Agriculture is undergoing a transformative technological revolution that has led to significant improvements in automation and efficiency. Although contemporary satellite imagery is limited in resolution and update frequency, it presents inherent challenges in the determination of farm boundaries. A novel image-based methodology has been developed in response to these limitations, which is poised to redefine precision agriculture by enabling accurate geo-referencing of agricultural boundaries within the context of autonomous vehicles.

Through the integration of onboard cameras and GPS data into the very fabric of autonomous farming vehicles, this approach allows for the detection and geo-referencing of farm boundaries at an acceptable level of accuracy in comparison to conventional satellite imagery. Upon completion of our research, a comprehensive framework is developed, ranging from the acquisition of images to the intricate boundary detection process and culminating with geo-referencing. By utilizing this holistic methodology, farming operations are not only simplified but the manual labor typically associated with these activities is significantly reduced, leading to a significant improvement in operational efficiency.

Among the most important components of our research is the meticulous examination of single-stripe boundary regions, iterative boundary detection, and the crucial process of outlier elimination and data refinement employed to detect farm boundaries. By combining these methods, farm boundaries within images can be delineated very precisely. The 3D position estimation of objects is then carried out over long distances with an impressive level of accuracy.
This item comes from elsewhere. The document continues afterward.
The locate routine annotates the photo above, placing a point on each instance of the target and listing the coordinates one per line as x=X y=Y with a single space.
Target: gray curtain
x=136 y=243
This accuracy is inextricably related to how precisely the calibration procedures were carried out.

The Haversine Formula is used in the geo-referencing component of our methodology to translate the calculated 3D coordinates of farm boundaries into the universally understandable language of GPS coordinates. Google Map Plotter is then used to visually represent this transformative step, successfully bridging the gap between intangible real-world contexts and abstract numerical data. In conclusion, this research represents a big advancement in precision agriculture. By improving accuracy and operational efficiency, the image-based approach introduced here offers transformative benefits to the agriculture industry. Future research opportunities aim to further enhance precision agriculture, solidifying the role of autonomous farming vehicles as pioneers of farming technology.